A subprocuradora-geral do Trabalho Eliane Araque dos Santos ressaltou a meta da Organização da Nações Unidas (ONU) de erradicação do trabalho infantil e do trabalho escravo até 2025. Ela afirmou que a eliminação de situações de trabalho degradantes é fundamental para o desenvolvimento sustentável e frisou que o combate ao trabalho infantil passa pela efetivação de uma educação inclusiva e de políticas públicas efetivas e constantemente avaliadas.  A chefe da Unidade de Proteção à Criança da Unicef, Rosana Viega, também falou sobre as metas para a erradicação do trabalho infantil e firmou o compromisso da organização internacional com os parceiros do Brasil.

Estatísticas – Tânia Dornelas, integrante do Fórum Nacional de Prevenção e Erradicação do Trabalho Infantil (FNPETI), mencionou os dados divulgados pela Pesquisa Nacional por Amostra de Domicílios (PNAD – 2016) acerca do número de crianças trabalhadoras (1,8 milhão). Para o FNPETI, o número de crianças trabalhadoras é maior, ultrapassando os 2 milhões.
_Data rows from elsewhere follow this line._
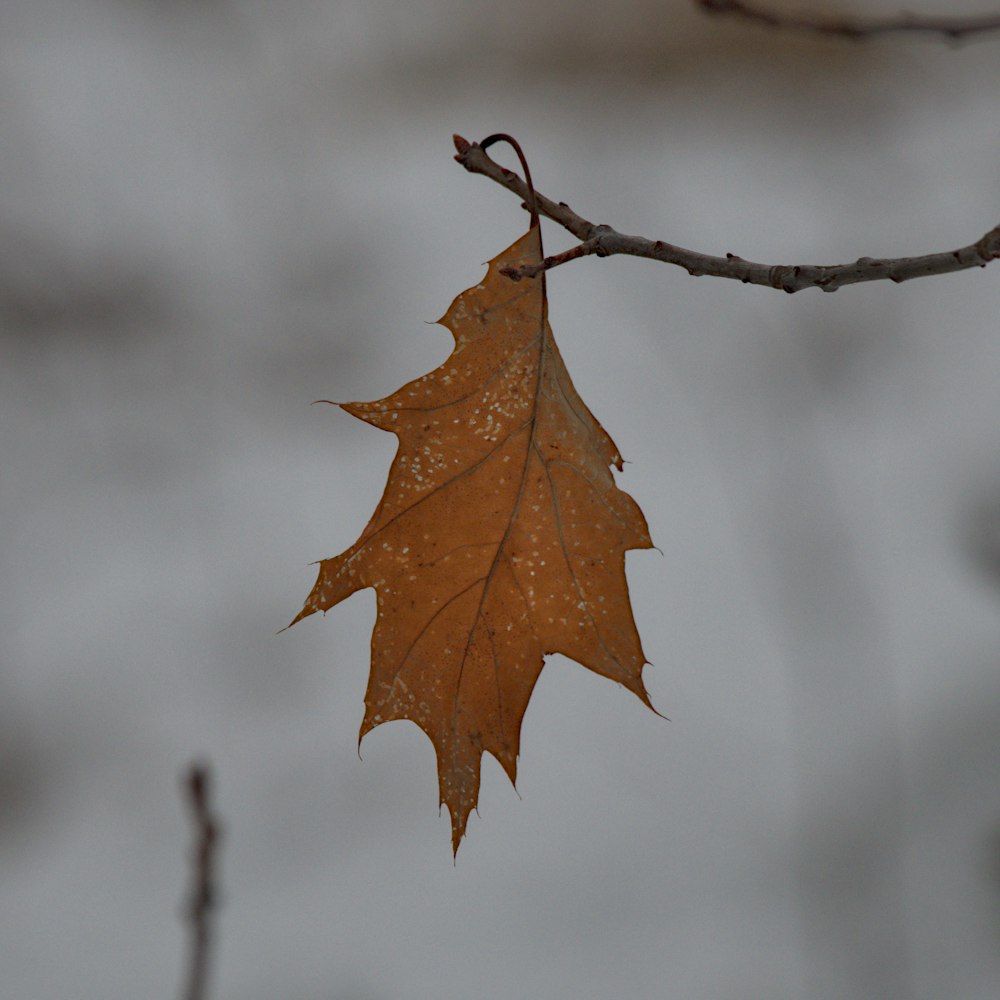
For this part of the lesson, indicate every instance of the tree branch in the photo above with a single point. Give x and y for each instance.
(603, 241)
(953, 29)
(203, 896)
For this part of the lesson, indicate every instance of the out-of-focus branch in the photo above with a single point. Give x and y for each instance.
(603, 241)
(202, 899)
(953, 29)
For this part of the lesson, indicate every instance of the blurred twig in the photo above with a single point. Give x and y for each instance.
(953, 29)
(603, 241)
(202, 899)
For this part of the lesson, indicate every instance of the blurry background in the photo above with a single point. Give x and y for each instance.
(213, 213)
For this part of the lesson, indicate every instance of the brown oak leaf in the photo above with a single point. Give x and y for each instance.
(500, 537)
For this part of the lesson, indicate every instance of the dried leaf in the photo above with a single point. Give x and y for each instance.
(500, 537)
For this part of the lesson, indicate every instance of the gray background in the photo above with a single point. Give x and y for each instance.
(213, 213)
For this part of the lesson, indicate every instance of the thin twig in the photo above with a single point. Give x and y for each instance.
(953, 29)
(603, 241)
(202, 900)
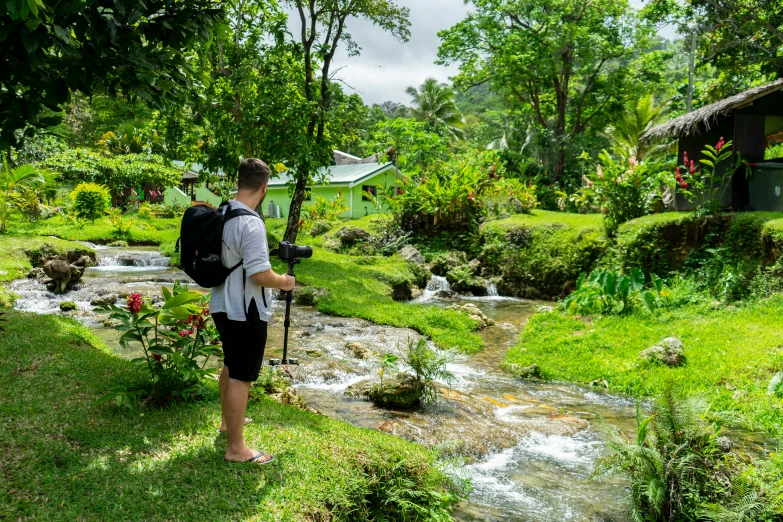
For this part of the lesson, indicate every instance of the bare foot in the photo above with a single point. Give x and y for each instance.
(250, 457)
(222, 428)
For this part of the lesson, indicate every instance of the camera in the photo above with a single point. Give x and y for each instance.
(288, 252)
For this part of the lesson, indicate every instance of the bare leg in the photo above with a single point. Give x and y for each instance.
(234, 404)
(223, 382)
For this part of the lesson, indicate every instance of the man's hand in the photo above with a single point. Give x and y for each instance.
(270, 279)
(290, 282)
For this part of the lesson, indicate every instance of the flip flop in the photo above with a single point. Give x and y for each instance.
(254, 460)
(248, 420)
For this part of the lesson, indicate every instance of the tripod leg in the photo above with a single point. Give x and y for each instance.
(286, 324)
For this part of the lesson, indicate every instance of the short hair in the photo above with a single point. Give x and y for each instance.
(253, 174)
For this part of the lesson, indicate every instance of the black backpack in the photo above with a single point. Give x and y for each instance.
(201, 242)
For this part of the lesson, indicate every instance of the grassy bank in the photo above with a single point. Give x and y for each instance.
(541, 255)
(732, 353)
(65, 458)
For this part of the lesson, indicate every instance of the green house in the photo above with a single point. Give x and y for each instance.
(353, 178)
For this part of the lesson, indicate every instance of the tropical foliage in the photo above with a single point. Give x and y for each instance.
(176, 340)
(433, 102)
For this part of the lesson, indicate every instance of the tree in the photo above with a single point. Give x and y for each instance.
(15, 179)
(323, 28)
(433, 102)
(626, 134)
(138, 47)
(562, 62)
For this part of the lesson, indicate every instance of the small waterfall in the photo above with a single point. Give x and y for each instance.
(492, 290)
(437, 283)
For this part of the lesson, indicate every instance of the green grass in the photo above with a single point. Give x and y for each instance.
(541, 255)
(732, 353)
(64, 458)
(360, 286)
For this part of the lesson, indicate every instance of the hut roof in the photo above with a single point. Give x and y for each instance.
(689, 123)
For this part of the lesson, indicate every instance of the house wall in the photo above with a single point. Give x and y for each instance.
(281, 198)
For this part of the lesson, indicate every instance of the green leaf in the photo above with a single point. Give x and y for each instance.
(649, 302)
(182, 299)
(637, 279)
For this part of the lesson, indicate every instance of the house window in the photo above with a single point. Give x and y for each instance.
(367, 190)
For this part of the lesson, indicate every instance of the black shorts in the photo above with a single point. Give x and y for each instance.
(243, 343)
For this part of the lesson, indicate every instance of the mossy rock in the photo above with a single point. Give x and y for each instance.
(67, 306)
(399, 392)
(310, 295)
(37, 255)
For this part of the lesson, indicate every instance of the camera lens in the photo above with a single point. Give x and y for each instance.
(304, 252)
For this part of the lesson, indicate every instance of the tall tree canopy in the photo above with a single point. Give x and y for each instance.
(434, 103)
(50, 48)
(324, 26)
(562, 63)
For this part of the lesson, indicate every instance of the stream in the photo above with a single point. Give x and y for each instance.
(530, 447)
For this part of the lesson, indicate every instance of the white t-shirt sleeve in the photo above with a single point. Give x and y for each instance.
(254, 247)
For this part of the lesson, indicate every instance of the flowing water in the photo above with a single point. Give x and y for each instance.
(531, 447)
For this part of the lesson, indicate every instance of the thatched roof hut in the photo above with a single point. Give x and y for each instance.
(705, 117)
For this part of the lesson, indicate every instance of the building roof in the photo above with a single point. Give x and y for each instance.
(341, 174)
(690, 123)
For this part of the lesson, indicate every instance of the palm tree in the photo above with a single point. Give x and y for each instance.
(12, 179)
(638, 117)
(434, 102)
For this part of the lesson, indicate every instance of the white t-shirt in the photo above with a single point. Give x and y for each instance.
(244, 239)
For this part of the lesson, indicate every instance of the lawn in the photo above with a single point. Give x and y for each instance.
(732, 353)
(64, 458)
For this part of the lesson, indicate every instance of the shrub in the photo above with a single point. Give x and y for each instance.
(607, 292)
(177, 341)
(621, 190)
(90, 200)
(705, 185)
(680, 469)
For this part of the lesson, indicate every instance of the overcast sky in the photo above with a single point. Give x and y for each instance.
(386, 67)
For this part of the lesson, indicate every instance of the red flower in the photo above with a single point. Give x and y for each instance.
(134, 303)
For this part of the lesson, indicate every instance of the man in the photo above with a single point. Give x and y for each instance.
(241, 307)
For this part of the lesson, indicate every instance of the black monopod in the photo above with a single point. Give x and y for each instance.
(292, 255)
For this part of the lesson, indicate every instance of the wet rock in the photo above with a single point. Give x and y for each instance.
(310, 295)
(36, 273)
(62, 273)
(402, 291)
(358, 350)
(473, 312)
(445, 294)
(410, 254)
(67, 306)
(351, 234)
(320, 227)
(398, 392)
(104, 299)
(445, 262)
(525, 372)
(669, 352)
(360, 390)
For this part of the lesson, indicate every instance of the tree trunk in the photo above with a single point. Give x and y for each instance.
(292, 228)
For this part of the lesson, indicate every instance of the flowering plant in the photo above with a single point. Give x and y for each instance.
(621, 190)
(705, 184)
(176, 341)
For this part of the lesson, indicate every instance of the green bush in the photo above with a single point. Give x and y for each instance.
(90, 200)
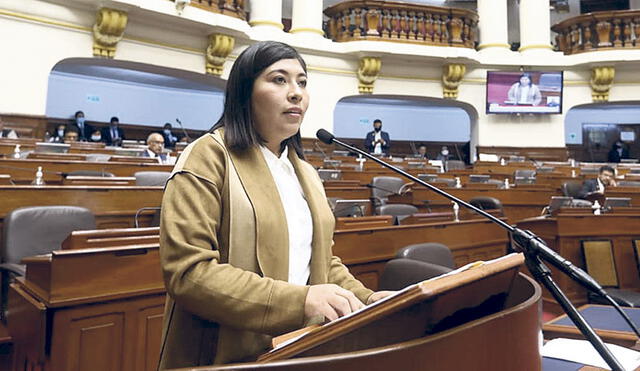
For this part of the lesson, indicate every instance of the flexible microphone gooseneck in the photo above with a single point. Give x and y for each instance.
(533, 248)
(183, 130)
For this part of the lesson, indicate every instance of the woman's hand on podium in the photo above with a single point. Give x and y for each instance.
(379, 295)
(330, 301)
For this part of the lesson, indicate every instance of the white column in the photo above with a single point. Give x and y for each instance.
(535, 25)
(306, 17)
(266, 13)
(492, 24)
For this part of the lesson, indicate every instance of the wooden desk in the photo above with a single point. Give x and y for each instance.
(366, 250)
(89, 309)
(564, 234)
(113, 207)
(23, 171)
(519, 202)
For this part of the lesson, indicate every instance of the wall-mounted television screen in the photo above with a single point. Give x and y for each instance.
(524, 92)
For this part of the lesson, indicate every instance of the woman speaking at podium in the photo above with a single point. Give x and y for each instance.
(246, 230)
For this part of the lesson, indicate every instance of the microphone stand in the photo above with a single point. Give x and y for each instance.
(534, 249)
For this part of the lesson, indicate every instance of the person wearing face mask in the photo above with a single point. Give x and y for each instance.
(58, 134)
(96, 136)
(170, 140)
(113, 135)
(444, 154)
(618, 151)
(377, 141)
(155, 148)
(598, 186)
(84, 130)
(7, 133)
(246, 229)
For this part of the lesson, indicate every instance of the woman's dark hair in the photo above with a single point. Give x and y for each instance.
(527, 75)
(239, 131)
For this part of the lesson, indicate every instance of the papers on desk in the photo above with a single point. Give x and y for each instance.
(581, 351)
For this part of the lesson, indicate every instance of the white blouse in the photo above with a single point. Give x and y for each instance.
(296, 209)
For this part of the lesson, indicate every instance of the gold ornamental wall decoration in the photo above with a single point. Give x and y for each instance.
(217, 51)
(452, 75)
(368, 71)
(108, 31)
(601, 81)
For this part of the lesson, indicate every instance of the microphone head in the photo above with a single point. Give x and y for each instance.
(325, 136)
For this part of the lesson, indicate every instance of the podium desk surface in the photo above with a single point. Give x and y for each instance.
(604, 319)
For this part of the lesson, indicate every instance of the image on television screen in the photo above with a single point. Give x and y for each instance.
(524, 92)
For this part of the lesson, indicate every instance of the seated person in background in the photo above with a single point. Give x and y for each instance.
(96, 136)
(70, 134)
(155, 147)
(58, 135)
(524, 91)
(618, 151)
(422, 151)
(604, 180)
(7, 133)
(170, 140)
(377, 141)
(444, 154)
(84, 130)
(113, 135)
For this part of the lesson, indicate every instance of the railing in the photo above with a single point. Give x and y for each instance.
(599, 31)
(401, 22)
(233, 8)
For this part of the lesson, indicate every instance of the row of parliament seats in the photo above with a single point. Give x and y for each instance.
(366, 246)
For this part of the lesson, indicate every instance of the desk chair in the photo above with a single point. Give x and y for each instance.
(600, 264)
(487, 203)
(571, 189)
(152, 178)
(400, 273)
(454, 165)
(428, 252)
(399, 211)
(524, 176)
(383, 187)
(37, 230)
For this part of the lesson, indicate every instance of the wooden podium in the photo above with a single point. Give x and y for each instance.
(484, 318)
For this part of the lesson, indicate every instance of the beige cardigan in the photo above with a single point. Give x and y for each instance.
(224, 255)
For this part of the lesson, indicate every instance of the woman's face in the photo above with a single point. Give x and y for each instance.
(279, 101)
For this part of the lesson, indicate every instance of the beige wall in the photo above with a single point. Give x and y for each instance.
(45, 33)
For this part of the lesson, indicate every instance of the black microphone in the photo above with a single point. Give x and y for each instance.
(532, 247)
(183, 130)
(525, 239)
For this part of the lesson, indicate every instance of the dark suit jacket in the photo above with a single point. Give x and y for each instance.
(371, 137)
(148, 153)
(106, 135)
(84, 135)
(614, 156)
(589, 186)
(170, 140)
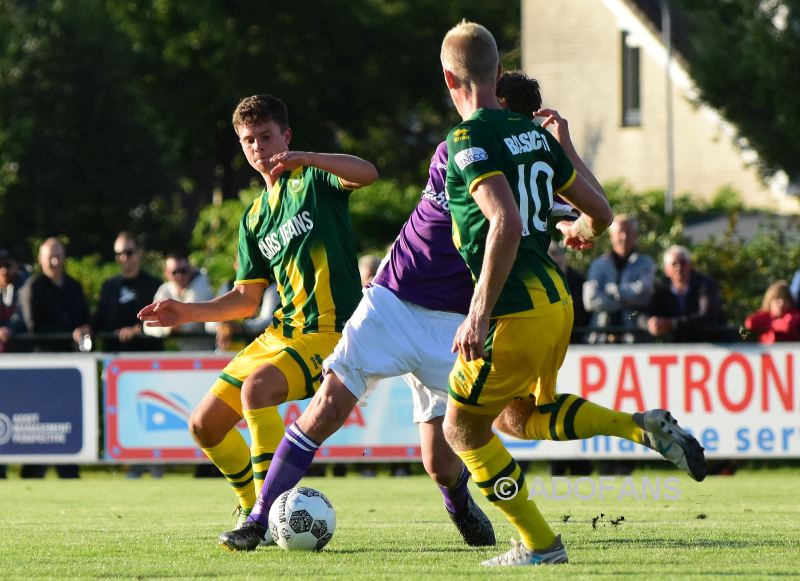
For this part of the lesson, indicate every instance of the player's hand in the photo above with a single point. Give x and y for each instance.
(471, 337)
(287, 160)
(166, 313)
(573, 238)
(125, 334)
(559, 126)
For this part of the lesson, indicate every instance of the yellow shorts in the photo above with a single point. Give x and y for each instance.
(299, 359)
(524, 354)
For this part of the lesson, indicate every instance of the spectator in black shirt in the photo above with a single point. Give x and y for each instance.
(122, 297)
(686, 305)
(11, 281)
(53, 301)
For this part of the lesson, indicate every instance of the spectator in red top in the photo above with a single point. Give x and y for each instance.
(778, 319)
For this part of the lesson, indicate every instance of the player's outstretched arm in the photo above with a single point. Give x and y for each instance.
(239, 303)
(595, 218)
(559, 127)
(353, 171)
(495, 199)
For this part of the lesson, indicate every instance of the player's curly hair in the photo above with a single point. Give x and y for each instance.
(520, 93)
(259, 109)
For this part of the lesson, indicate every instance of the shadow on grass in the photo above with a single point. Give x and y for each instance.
(652, 543)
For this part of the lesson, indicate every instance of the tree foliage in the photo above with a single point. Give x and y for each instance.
(115, 114)
(744, 56)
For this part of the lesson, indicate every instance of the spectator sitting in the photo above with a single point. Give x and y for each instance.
(685, 304)
(11, 281)
(575, 280)
(778, 319)
(619, 284)
(122, 297)
(186, 284)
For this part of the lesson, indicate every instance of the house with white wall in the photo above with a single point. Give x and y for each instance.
(605, 66)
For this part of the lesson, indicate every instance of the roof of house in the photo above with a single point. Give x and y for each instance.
(681, 28)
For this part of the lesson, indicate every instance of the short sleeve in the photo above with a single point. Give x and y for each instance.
(330, 180)
(564, 173)
(474, 154)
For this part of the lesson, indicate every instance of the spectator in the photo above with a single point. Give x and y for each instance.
(186, 284)
(368, 267)
(575, 280)
(53, 302)
(685, 307)
(122, 297)
(794, 287)
(619, 285)
(778, 319)
(11, 281)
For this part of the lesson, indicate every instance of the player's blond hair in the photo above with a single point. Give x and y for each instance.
(469, 51)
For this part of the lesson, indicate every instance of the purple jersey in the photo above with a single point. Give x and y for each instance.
(424, 266)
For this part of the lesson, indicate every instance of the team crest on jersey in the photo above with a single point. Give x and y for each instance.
(470, 155)
(296, 183)
(460, 135)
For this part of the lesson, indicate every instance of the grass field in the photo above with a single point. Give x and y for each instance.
(106, 526)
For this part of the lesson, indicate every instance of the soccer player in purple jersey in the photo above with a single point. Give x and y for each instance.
(403, 326)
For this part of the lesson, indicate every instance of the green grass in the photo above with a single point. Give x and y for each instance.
(106, 526)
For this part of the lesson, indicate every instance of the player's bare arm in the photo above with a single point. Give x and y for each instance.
(239, 303)
(495, 199)
(559, 127)
(353, 171)
(595, 218)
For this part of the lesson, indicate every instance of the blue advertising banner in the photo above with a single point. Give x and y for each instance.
(48, 410)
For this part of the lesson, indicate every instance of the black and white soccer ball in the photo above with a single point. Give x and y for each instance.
(302, 519)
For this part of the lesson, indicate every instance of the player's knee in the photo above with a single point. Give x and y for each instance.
(452, 434)
(202, 430)
(328, 411)
(258, 391)
(510, 424)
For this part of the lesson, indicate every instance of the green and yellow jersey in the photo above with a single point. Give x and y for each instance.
(299, 235)
(497, 141)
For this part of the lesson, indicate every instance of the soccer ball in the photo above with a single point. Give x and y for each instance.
(302, 519)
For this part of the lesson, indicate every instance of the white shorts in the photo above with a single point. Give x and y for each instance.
(388, 337)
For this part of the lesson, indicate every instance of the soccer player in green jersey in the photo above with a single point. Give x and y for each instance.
(502, 174)
(296, 233)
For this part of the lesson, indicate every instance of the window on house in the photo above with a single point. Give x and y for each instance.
(631, 83)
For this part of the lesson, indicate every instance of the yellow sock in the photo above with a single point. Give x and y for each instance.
(232, 457)
(573, 418)
(490, 464)
(266, 429)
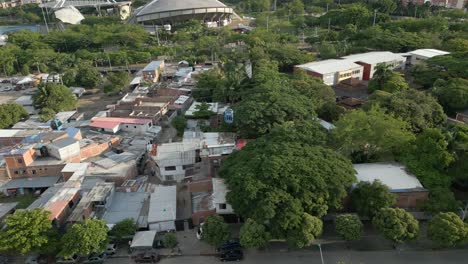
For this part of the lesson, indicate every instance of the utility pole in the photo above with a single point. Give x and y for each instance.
(375, 16)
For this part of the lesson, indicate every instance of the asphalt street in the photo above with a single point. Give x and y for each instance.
(334, 257)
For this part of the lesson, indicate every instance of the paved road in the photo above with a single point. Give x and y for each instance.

Segundo Dornelas, o dado oficial não considera as 716 mil crianças e adolescentes na faixa etária de 5 a 17 anos que trabalham para o próprio consumo, estatística atualmente desconsiderada pela nova metodologia do IBGE.

O presidente da Associação Nacional dos Procuradores do Trabalho (ANPT), Ângelo Fabiano, e o auditor fiscal do Trabalho Antônio Alves Mendonça Júnior falaram sobre a importância da articulação dos órgãos, atores sociais e autoridades na luta contra o trabalho infantil.

A mesa de abertura foi encerrada com a exibição do vídeo “Novos olhares para a infância e a juventude diante do trabalho no Brasil”, da série “Na trilha do amanhã”. O material é fruto de uma parceria do Ministério Público do Trabalho (MPT), TV Futura e Transe Produções Coletivas e mostra a realidade de jovens trabalhadores rurais e urbanos por meio de relatos de experiências pessoais.

Palestras O papel do poder judiciário no combate ao trabalho infantil foi o tema da primeira palestra do evento. A ministra do Tribunal Superior do Trabalho Kátia Magalhães Arruda falou sobre as ações da Justiça do Trabalho para a conscientização da sociedade, sindicatos, empresas e parlamentares para o tema do trabalho infantil. A magistrada falou sobre o lançamento da campanha “Não leve na brincadeira”, realizada nesta terça-feira pelo Tribunal Regional do Trabalho da 15ª Região (Campinas) e divulgada nacionalmente pelo TST e pelo Conselho Superior da Justiça do Trabalho (CSJT). Nas peças da campanha, são utilizadas imagens típicas do mundo do trabalho, como o relógio de ponto e uniforme, de forma alusiva ao universo infantil visando mostrar os prejuízos causados à sociedade pelo trabalho precoce. Saiba mais.

Ao longo da programação, que será encerrada na manhã desta quarta-feira (13/06), o simpósio prevê ainda as palestras: “O Ministério Público do Trabalho e sua atuação na defesa da saúde e segurança no trabalho - implicações relativas à proibição do trabalho infantil”; “As piores formas de trabalho infantil e seu enfrentamento na realidade brasileira” e “A atuação internacional frente ao trabalho infantil - reflexos e desafios para a realidade brasileira”.